Von Willebrand Factor 101
Von Willebrand Factor (vWF) is a large protein. Two or multiple vWF molecules bind together and form even larger molecules (dimers and multimers). vWF plays an important part in the coagulation process – if it does not function properly, your blood will not be able to clot as it is supposed to, which may lead to excessive bleeding. Treatments include tranexamic acid, desmopressin and vWF concentrate.
vWF assays are one of the most often used specialty assays, as up to 1% of the population is affected by von Willebrand disease (vWD). vWD is the most common hereditary bleeding disorder.
Further reading: Whitepaper: Von Willebrand Factor and its Functions
In 2017, Jenny Pasto was recruited for the task. Jenny had previous research and lab experience from academia, and was tempted by the opportunity to work independently on a larger project. The practical focus was especially tempting:
“You start from nothing, and it becomes a product that will help patients”, Jenny says.
The first step from ”nothing” to “patient benefits” was to find vWF specific antibodies.
In Search of a Specific Antibody
Nordic Biomarker’s approach has always been to use monoclonal antibodies for our latex immunoassays, as opposed to polyclonal antibodies. The production process starts the same way for both types of antibodies: you immunise mice or rabbits with vWF concentrate, which makes them produce antibodies against vWF. After that, the processes differ.
For monoclonal antibodies, the spleen is extracted, and the spleen cells (antibody-producing lymphocytes) are isolated. The spleen cells are then fused with cancer cells to form so called hybridomas. Cancer cells’ ability to grow endlessly is catastrophic in the body, but an asset in the lab. The hybridomas will live in cell culturing flasks or machines and continue to divide and produce the same antibodies almost indefinitely.

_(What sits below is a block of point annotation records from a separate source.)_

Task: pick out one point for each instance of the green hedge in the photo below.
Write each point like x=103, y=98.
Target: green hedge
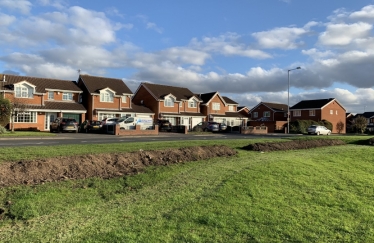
x=301, y=126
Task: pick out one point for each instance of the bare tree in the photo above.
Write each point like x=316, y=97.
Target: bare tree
x=360, y=124
x=340, y=126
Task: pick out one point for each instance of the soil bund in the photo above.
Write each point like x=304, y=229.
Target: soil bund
x=292, y=145
x=101, y=165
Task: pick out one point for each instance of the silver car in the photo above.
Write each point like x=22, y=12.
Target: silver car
x=319, y=130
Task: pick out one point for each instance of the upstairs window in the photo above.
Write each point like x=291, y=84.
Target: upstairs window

Polyclonal antibodies, on the other hand, are extracted directly from the blood of vWF immunised rodents, and it is less certain that you get the exact same antibodies over time.
“Monoclonal antibodies give a lower risk of lot-to-lot variation in the long term”, Malin says. “Polyclonal antibodies may drift over time, but monoclonal stay the same.”
We have chosen to use a mix of monoclonal antibodies in our vWF Antigen reagent to ensure optimal function.
“One antibody is technically enough, but vWF is naturally mutagenic, so in case there is a mutation on one of the binding sites, we have a mix of different antibodies”, Malin says.
It is important to find hybridomas that produce antibodies specific to vWF, i.e. antibodies that can attach themselves to the vWF molecule, but to no other. Jenny went through a long and careful screening process before she found antibodies that met our demands on specificity and affinity, and were interesting to move forward with.
Putting the Antibody in the Right Company
To have specific antibodies is all well and good, but there is a plethora of other variables that need to fall into place before you have a viable product. Jenny exemplifies:
“Most important, there is the type of latex particle and the combination of latex particle and antibody. Then there is the coupling buffer, the storage buffer and the reaction buffer, which can be of different concentrations and have different additives, and then you can use different amounts of stabiliser…”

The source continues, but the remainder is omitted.